A man sits in a car outside a club. Hired hoodlums pull him out and attack him with iron rods. It’s a case of mistaken identity. The thugs have been hired by ICICI Bank to recover Rs3.4 lakh that the owner of the car has borrowed from the bank to buy the vehicle. The man who is beaten up is not the borrower, but a friend.
It’s no wonder that a consumer court has come down heavily on ICICI Bank, saying its recovery agents have behaved “like robbers”. The court also imposed a fine of Rs55 lakh. The court’s strictures have come just a few days after the Reserve Bank of India ticked off banks for letting loose recovery agents.
These headline-grabbing events point to a deeper malaise in India’s booming market for retail credit. Indian banks have traditionally lent money for production rather than consumption. But the severe industrial slowdown in the mid-1990s left them nursing piles of bad loans. Banks started looking at retail lending, partly because they offered a to-die-for combination of higher interest rates and lower default rates. The decline in interest rates after 1998 added further fuel to the retail-lending fire.
Now there are some early signs of trouble in credit land, with reports of rising default rates on car loans and climbing credit card receivables. Higher interest rates are one reason. The gross numbers are still modest. And the biggest vessel for these loans to individuals—mortgages— shows no signs of cracks because of the continuing rise in real estate prices.

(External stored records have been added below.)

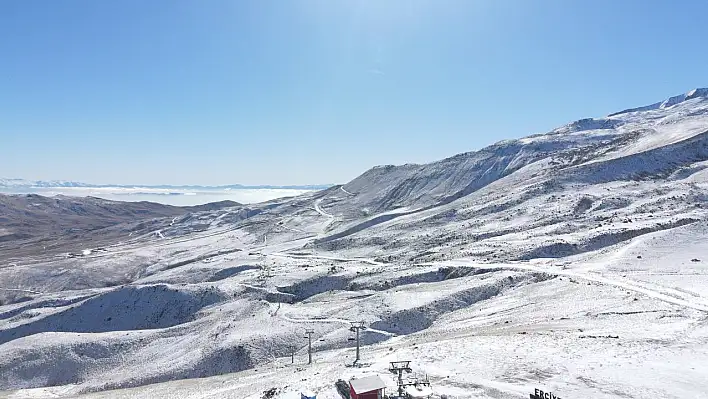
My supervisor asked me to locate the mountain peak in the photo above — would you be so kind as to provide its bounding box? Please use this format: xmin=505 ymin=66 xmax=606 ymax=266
xmin=608 ymin=88 xmax=708 ymax=117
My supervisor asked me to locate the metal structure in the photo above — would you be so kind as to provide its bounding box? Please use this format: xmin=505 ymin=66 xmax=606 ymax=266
xmin=305 ymin=329 xmax=315 ymax=364
xmin=349 ymin=321 xmax=366 ymax=365
xmin=388 ymin=360 xmax=414 ymax=398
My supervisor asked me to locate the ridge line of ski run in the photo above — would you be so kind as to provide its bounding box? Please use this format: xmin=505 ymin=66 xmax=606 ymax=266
xmin=279 ymin=314 xmax=398 ymax=337
xmin=424 ymin=260 xmax=708 ymax=313
xmin=265 ymin=252 xmax=388 ymax=266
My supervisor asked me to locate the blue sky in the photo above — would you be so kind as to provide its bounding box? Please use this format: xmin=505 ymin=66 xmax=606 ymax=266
xmin=0 ymin=0 xmax=708 ymax=184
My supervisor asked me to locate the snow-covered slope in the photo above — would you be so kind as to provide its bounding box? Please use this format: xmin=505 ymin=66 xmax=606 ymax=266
xmin=0 ymin=89 xmax=708 ymax=398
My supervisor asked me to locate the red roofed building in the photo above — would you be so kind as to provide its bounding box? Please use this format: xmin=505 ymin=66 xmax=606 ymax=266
xmin=349 ymin=375 xmax=386 ymax=399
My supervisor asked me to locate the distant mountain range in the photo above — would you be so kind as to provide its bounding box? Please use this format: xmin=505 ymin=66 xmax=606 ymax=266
xmin=0 ymin=178 xmax=333 ymax=190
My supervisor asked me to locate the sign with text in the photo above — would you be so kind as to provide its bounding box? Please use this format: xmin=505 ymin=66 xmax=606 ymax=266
xmin=529 ymin=388 xmax=561 ymax=399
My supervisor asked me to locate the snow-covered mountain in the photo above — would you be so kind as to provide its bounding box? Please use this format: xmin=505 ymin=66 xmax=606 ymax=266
xmin=0 ymin=89 xmax=708 ymax=399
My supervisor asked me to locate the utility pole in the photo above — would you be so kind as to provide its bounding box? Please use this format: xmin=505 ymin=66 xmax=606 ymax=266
xmin=388 ymin=360 xmax=414 ymax=397
xmin=349 ymin=321 xmax=366 ymax=365
xmin=305 ymin=329 xmax=315 ymax=364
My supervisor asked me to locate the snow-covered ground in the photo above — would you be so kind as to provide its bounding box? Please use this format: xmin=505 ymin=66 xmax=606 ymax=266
xmin=0 ymin=91 xmax=708 ymax=399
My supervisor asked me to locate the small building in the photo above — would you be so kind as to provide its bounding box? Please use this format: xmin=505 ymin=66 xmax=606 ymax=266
xmin=349 ymin=375 xmax=386 ymax=399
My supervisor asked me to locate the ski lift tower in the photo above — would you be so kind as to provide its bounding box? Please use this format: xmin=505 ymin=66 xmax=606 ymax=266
xmin=388 ymin=360 xmax=413 ymax=398
xmin=349 ymin=321 xmax=366 ymax=366
xmin=305 ymin=329 xmax=315 ymax=364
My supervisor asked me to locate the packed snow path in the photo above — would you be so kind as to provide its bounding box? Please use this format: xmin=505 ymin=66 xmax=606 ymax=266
xmin=420 ymin=260 xmax=708 ymax=312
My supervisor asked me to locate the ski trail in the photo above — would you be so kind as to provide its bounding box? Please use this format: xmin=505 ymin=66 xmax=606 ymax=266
xmin=426 ymin=261 xmax=708 ymax=312
xmin=315 ymin=199 xmax=334 ymax=219
xmin=279 ymin=314 xmax=397 ymax=337
xmin=268 ymin=252 xmax=386 ymax=266
xmin=0 ymin=287 xmax=42 ymax=295
xmin=339 ymin=186 xmax=356 ymax=196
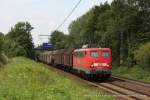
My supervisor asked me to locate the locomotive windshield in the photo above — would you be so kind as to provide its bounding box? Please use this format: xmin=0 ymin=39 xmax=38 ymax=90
xmin=102 ymin=51 xmax=109 ymax=57
xmin=91 ymin=51 xmax=99 ymax=57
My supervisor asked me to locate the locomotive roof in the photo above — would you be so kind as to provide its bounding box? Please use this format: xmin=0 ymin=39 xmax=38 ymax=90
xmin=74 ymin=48 xmax=110 ymax=52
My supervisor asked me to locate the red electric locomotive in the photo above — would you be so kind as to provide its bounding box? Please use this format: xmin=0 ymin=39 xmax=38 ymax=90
xmin=73 ymin=48 xmax=112 ymax=79
xmin=37 ymin=44 xmax=112 ymax=80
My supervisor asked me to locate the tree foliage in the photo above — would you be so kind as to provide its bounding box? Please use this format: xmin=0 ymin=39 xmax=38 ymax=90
xmin=4 ymin=22 xmax=34 ymax=57
xmin=50 ymin=0 xmax=150 ymax=66
xmin=135 ymin=42 xmax=150 ymax=68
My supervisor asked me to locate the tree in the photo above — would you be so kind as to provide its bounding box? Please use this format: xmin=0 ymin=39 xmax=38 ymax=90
xmin=50 ymin=30 xmax=67 ymax=49
xmin=6 ymin=22 xmax=34 ymax=57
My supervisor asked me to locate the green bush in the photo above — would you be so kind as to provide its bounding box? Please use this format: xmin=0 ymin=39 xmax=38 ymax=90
xmin=0 ymin=53 xmax=8 ymax=67
xmin=135 ymin=42 xmax=150 ymax=68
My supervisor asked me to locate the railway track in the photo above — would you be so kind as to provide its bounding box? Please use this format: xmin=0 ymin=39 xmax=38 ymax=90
xmin=44 ymin=64 xmax=150 ymax=100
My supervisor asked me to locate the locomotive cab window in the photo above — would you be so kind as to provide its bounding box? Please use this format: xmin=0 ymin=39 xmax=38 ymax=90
xmin=102 ymin=51 xmax=109 ymax=57
xmin=74 ymin=51 xmax=86 ymax=57
xmin=91 ymin=51 xmax=99 ymax=57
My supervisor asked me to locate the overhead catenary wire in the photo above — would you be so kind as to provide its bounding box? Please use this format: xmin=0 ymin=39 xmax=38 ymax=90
xmin=56 ymin=0 xmax=82 ymax=30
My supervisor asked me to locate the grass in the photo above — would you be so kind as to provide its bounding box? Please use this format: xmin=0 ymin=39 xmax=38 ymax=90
xmin=0 ymin=57 xmax=114 ymax=100
xmin=112 ymin=66 xmax=150 ymax=82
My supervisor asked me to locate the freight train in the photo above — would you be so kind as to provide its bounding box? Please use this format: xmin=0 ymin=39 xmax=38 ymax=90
xmin=36 ymin=47 xmax=112 ymax=80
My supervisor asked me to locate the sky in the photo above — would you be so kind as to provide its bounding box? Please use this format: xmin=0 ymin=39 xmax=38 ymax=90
xmin=0 ymin=0 xmax=112 ymax=46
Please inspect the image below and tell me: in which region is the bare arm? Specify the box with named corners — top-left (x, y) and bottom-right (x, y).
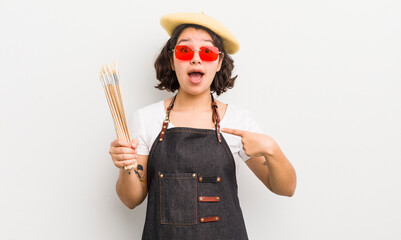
top-left (109, 140), bottom-right (148, 209)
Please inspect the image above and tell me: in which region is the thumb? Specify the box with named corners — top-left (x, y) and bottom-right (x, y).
top-left (221, 128), bottom-right (245, 137)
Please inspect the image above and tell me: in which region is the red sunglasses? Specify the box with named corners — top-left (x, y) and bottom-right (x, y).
top-left (173, 45), bottom-right (221, 61)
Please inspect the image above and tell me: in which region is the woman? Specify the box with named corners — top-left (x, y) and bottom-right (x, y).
top-left (110, 13), bottom-right (296, 239)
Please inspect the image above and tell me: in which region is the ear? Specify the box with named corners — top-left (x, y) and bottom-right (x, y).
top-left (216, 53), bottom-right (224, 72)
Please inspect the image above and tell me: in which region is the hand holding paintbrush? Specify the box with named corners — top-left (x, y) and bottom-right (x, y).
top-left (100, 63), bottom-right (137, 170)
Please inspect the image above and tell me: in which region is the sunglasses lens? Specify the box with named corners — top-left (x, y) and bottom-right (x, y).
top-left (199, 46), bottom-right (219, 61)
top-left (174, 45), bottom-right (194, 60)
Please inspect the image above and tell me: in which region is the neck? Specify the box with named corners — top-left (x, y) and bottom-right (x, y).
top-left (174, 90), bottom-right (212, 110)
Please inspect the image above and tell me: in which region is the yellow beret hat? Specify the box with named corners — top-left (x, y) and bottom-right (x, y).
top-left (160, 12), bottom-right (239, 54)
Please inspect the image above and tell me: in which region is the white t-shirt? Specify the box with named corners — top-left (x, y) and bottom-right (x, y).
top-left (130, 101), bottom-right (262, 166)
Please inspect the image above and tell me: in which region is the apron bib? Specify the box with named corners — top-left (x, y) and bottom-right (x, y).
top-left (142, 96), bottom-right (248, 240)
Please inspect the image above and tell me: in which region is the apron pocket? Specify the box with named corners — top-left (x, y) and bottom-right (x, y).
top-left (159, 173), bottom-right (198, 225)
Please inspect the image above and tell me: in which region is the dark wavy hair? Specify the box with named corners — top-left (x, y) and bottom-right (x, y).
top-left (155, 24), bottom-right (234, 96)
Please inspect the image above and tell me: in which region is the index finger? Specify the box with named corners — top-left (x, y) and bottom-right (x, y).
top-left (111, 139), bottom-right (131, 147)
top-left (221, 128), bottom-right (245, 137)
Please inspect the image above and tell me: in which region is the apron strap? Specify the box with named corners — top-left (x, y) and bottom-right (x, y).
top-left (159, 94), bottom-right (221, 143)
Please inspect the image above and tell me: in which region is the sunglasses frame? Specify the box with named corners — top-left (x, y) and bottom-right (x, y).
top-left (171, 45), bottom-right (222, 62)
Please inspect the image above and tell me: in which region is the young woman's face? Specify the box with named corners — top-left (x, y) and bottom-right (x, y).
top-left (171, 27), bottom-right (223, 95)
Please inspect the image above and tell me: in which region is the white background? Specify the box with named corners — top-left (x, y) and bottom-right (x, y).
top-left (0, 0), bottom-right (401, 240)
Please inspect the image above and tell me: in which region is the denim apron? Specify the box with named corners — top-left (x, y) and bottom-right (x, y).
top-left (142, 96), bottom-right (248, 240)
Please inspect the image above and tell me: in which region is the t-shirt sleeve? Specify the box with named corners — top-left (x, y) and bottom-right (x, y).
top-left (238, 111), bottom-right (263, 162)
top-left (131, 109), bottom-right (149, 155)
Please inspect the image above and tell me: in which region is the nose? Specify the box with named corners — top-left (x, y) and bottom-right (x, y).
top-left (191, 50), bottom-right (202, 64)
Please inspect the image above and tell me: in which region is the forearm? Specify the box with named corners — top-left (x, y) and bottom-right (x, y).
top-left (264, 142), bottom-right (297, 197)
top-left (116, 169), bottom-right (147, 209)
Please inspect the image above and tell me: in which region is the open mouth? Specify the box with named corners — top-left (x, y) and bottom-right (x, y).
top-left (188, 71), bottom-right (205, 83)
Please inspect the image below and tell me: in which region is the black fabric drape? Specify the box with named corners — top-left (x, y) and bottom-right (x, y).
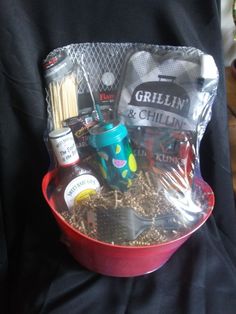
top-left (0, 0), bottom-right (236, 314)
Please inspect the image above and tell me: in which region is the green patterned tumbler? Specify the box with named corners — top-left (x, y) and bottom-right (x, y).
top-left (89, 121), bottom-right (137, 191)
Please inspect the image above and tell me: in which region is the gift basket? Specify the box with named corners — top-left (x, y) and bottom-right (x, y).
top-left (42, 43), bottom-right (218, 277)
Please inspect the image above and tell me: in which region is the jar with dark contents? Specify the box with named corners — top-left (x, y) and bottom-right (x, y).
top-left (63, 114), bottom-right (97, 159)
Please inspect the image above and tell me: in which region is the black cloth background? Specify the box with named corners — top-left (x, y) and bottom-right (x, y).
top-left (0, 0), bottom-right (236, 314)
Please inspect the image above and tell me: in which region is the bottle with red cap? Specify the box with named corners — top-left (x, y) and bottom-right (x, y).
top-left (49, 127), bottom-right (100, 212)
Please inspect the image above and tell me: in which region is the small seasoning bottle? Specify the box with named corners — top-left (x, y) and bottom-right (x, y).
top-left (49, 127), bottom-right (100, 212)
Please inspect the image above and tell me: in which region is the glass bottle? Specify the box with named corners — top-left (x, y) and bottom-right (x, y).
top-left (49, 127), bottom-right (100, 212)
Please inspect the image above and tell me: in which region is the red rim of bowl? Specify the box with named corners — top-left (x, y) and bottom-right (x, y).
top-left (42, 170), bottom-right (215, 249)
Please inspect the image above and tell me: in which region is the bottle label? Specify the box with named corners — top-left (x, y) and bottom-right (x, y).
top-left (49, 128), bottom-right (79, 166)
top-left (64, 174), bottom-right (100, 210)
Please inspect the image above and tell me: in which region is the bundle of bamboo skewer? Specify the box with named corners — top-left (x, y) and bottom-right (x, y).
top-left (44, 52), bottom-right (79, 129)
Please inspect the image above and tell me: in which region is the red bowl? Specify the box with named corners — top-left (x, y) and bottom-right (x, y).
top-left (42, 171), bottom-right (215, 277)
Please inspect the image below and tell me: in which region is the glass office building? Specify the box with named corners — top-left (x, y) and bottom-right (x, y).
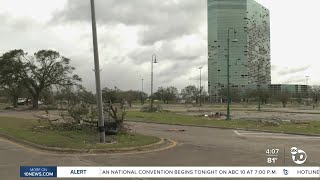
top-left (207, 0), bottom-right (271, 101)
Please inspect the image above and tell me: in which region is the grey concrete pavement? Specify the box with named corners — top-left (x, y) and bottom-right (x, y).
top-left (0, 123), bottom-right (320, 180)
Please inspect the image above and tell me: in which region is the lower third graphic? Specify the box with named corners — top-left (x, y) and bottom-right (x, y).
top-left (290, 147), bottom-right (307, 165)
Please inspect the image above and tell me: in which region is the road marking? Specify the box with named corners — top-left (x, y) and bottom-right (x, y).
top-left (0, 137), bottom-right (178, 157)
top-left (233, 130), bottom-right (320, 140)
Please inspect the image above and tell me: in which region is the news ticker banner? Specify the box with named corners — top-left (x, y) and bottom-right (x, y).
top-left (20, 166), bottom-right (320, 178)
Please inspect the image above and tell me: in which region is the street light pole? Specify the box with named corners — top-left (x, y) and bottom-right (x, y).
top-left (141, 78), bottom-right (143, 93)
top-left (150, 54), bottom-right (157, 111)
top-left (199, 67), bottom-right (202, 107)
top-left (305, 76), bottom-right (309, 104)
top-left (258, 61), bottom-right (261, 111)
top-left (91, 0), bottom-right (106, 143)
top-left (226, 28), bottom-right (238, 120)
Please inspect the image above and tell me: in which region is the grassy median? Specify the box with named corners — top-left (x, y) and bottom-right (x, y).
top-left (0, 117), bottom-right (159, 150)
top-left (126, 111), bottom-right (320, 135)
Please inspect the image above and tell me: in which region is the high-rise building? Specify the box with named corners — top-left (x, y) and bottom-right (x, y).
top-left (207, 0), bottom-right (271, 101)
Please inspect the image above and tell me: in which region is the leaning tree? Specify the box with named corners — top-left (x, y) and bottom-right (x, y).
top-left (1, 49), bottom-right (81, 109)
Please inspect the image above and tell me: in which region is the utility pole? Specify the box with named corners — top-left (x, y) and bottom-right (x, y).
top-left (141, 79), bottom-right (143, 93)
top-left (258, 61), bottom-right (261, 111)
top-left (91, 0), bottom-right (106, 143)
top-left (305, 76), bottom-right (309, 105)
top-left (150, 54), bottom-right (157, 111)
top-left (199, 67), bottom-right (202, 107)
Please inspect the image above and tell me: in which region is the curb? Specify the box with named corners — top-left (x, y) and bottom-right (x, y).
top-left (127, 120), bottom-right (320, 137)
top-left (0, 133), bottom-right (171, 154)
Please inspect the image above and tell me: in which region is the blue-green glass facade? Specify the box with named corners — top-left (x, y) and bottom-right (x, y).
top-left (207, 0), bottom-right (271, 101)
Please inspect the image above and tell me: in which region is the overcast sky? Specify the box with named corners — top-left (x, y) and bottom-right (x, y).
top-left (0, 0), bottom-right (320, 92)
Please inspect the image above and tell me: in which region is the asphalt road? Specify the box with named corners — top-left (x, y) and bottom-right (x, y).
top-left (0, 123), bottom-right (320, 180)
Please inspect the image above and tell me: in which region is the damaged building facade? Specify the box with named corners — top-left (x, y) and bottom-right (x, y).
top-left (207, 0), bottom-right (305, 102)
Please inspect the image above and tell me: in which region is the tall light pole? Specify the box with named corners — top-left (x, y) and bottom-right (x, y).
top-left (141, 78), bottom-right (143, 93)
top-left (258, 61), bottom-right (261, 111)
top-left (150, 54), bottom-right (157, 111)
top-left (199, 66), bottom-right (202, 107)
top-left (91, 0), bottom-right (106, 143)
top-left (226, 28), bottom-right (238, 120)
top-left (305, 76), bottom-right (309, 103)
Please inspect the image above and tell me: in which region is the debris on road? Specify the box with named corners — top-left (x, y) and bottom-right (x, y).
top-left (168, 129), bottom-right (186, 132)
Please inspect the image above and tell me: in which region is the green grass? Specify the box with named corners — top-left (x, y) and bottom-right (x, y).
top-left (0, 117), bottom-right (159, 149)
top-left (126, 111), bottom-right (320, 135)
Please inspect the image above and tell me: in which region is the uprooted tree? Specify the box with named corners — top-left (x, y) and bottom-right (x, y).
top-left (0, 51), bottom-right (23, 107)
top-left (2, 49), bottom-right (81, 109)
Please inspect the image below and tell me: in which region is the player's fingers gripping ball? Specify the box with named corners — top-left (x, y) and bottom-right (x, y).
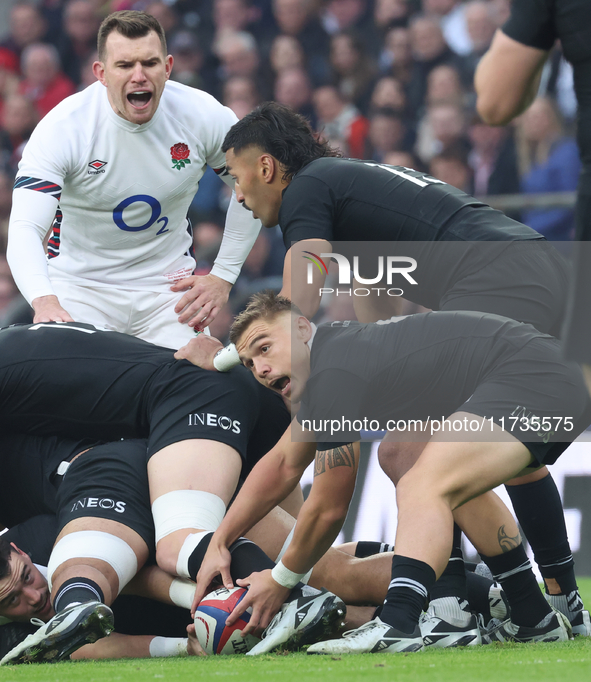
top-left (195, 587), bottom-right (260, 655)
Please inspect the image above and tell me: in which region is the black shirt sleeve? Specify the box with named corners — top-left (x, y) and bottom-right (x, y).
top-left (4, 514), bottom-right (57, 566)
top-left (297, 368), bottom-right (367, 450)
top-left (279, 175), bottom-right (336, 249)
top-left (503, 0), bottom-right (557, 50)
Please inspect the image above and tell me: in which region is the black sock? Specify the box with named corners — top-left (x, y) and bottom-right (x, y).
top-left (187, 532), bottom-right (213, 581)
top-left (505, 474), bottom-right (577, 594)
top-left (380, 555), bottom-right (435, 634)
top-left (355, 540), bottom-right (394, 559)
top-left (188, 533), bottom-right (275, 582)
top-left (481, 544), bottom-right (551, 627)
top-left (466, 571), bottom-right (494, 621)
top-left (53, 578), bottom-right (105, 613)
top-left (429, 523), bottom-right (468, 600)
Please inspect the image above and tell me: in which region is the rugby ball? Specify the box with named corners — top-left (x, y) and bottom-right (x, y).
top-left (195, 587), bottom-right (260, 655)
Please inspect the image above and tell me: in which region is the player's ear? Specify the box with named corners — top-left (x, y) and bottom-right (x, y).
top-left (260, 154), bottom-right (277, 184)
top-left (92, 62), bottom-right (107, 86)
top-left (164, 54), bottom-right (174, 80)
top-left (296, 315), bottom-right (312, 343)
top-left (10, 542), bottom-right (27, 556)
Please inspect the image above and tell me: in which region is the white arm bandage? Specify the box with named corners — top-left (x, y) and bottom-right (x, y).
top-left (213, 343), bottom-right (240, 372)
top-left (271, 561), bottom-right (306, 590)
top-left (211, 187), bottom-right (261, 284)
top-left (6, 189), bottom-right (58, 303)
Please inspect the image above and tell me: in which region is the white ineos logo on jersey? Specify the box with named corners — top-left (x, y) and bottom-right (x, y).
top-left (88, 159), bottom-right (107, 175)
top-left (189, 412), bottom-right (240, 433)
top-left (70, 497), bottom-right (127, 514)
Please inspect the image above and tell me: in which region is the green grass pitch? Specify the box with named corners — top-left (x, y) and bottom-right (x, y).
top-left (0, 578), bottom-right (591, 682)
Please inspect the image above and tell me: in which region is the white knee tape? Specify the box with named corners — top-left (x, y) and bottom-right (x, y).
top-left (176, 530), bottom-right (211, 578)
top-left (275, 526), bottom-right (314, 585)
top-left (152, 490), bottom-right (226, 543)
top-left (168, 578), bottom-right (197, 609)
top-left (47, 530), bottom-right (137, 592)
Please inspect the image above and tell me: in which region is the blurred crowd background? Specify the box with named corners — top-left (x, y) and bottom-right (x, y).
top-left (0, 0), bottom-right (580, 340)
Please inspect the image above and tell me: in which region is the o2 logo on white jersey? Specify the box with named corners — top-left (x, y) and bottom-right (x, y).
top-left (113, 194), bottom-right (170, 235)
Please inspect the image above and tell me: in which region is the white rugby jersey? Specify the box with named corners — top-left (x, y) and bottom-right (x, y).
top-left (9, 81), bottom-right (260, 302)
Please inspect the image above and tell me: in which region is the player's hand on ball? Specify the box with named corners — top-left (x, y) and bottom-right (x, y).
top-left (191, 536), bottom-right (234, 618)
top-left (174, 334), bottom-right (224, 372)
top-left (32, 296), bottom-right (74, 324)
top-left (232, 569), bottom-right (291, 637)
top-left (170, 275), bottom-right (232, 330)
top-left (187, 623), bottom-right (207, 656)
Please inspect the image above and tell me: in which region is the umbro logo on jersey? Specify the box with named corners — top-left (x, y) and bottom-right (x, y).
top-left (88, 159), bottom-right (107, 175)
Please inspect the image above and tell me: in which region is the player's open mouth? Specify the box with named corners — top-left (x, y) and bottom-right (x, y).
top-left (269, 377), bottom-right (291, 395)
top-left (37, 593), bottom-right (51, 615)
top-left (127, 90), bottom-right (152, 109)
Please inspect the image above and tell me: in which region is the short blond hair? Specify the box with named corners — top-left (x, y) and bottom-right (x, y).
top-left (230, 289), bottom-right (302, 344)
top-left (97, 10), bottom-right (167, 62)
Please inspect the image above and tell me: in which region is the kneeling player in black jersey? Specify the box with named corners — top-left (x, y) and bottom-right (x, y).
top-left (0, 434), bottom-right (410, 665)
top-left (223, 102), bottom-right (591, 635)
top-left (0, 323), bottom-right (350, 644)
top-left (188, 293), bottom-right (591, 653)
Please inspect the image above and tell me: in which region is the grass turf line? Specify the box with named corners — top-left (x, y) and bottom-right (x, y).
top-left (0, 578), bottom-right (591, 682)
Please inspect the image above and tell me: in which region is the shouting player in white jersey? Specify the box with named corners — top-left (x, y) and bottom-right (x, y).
top-left (8, 11), bottom-right (260, 348)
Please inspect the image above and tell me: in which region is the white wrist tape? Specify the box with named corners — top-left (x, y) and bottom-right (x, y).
top-left (213, 343), bottom-right (240, 372)
top-left (150, 637), bottom-right (189, 658)
top-left (271, 561), bottom-right (306, 590)
top-left (168, 578), bottom-right (197, 609)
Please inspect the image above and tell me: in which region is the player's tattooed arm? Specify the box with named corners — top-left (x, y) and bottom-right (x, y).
top-left (314, 443), bottom-right (355, 478)
top-left (497, 524), bottom-right (521, 554)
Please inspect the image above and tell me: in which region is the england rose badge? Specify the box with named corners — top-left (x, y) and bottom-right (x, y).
top-left (170, 142), bottom-right (191, 170)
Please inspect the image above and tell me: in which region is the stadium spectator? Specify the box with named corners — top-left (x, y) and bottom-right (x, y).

But the fact that there are increasing incidents involving thuggish recovery agents shows that the underlying reality has changed—borrowers are defaulting more readily than before and banks are getting a bit desperate.
The deeper problem is that India does not have a proper institutional structure to deal with such cases; perhaps, it has not yet had the time to put one in place. Banks have erred in dishing out loans without doing proper due diligence. But to be fair to them, they do not have access to credit histories that can help them assess risks in a more rational manner.
On the other hand, the right to foreclose retail loans and take possession of collateral is not as easy as it looks in the rulebook. It is worth a bank’s time and money to go after corporate defaulters who owe it crores of rupees. To do the same with a small borrower who hasn’t repaid a lakh or two is a different matter.
The regulators and lawmakers need to put in place a far better mechanism to oversee cases of retail default, and as soon as possible. The growing public resentment, which is against the thugs who come knocking on the doors of middle-class India, could very likely be used by politicians to whip up passions against banks. From there, the road to unthinking curbs on banks is not hard to contemplate.
There is no doubt in our mind that banks that use strong-arm tactics to browbeat defaulters don’t deserve public support of any sort. But we should also be careful not to use individual cases as a cover to bind banks in red tape or scare them off lending to individuals. Recent reports suggest that the latter possibility is very real, with banks holding back on retail lending after the recent controversies. (Something similar happened in industrial loans a decade ago. Bank officers stopped lending because they feared the Central Bureau of Investigation would raid them in case the loan went bad, as it had some well-publicized cases at the time.)
That’s not what we need right now. Indian households borrow too little, which restricts their ability to buy homes, cars and generally improve their standard of living. We need more retail loans, not less.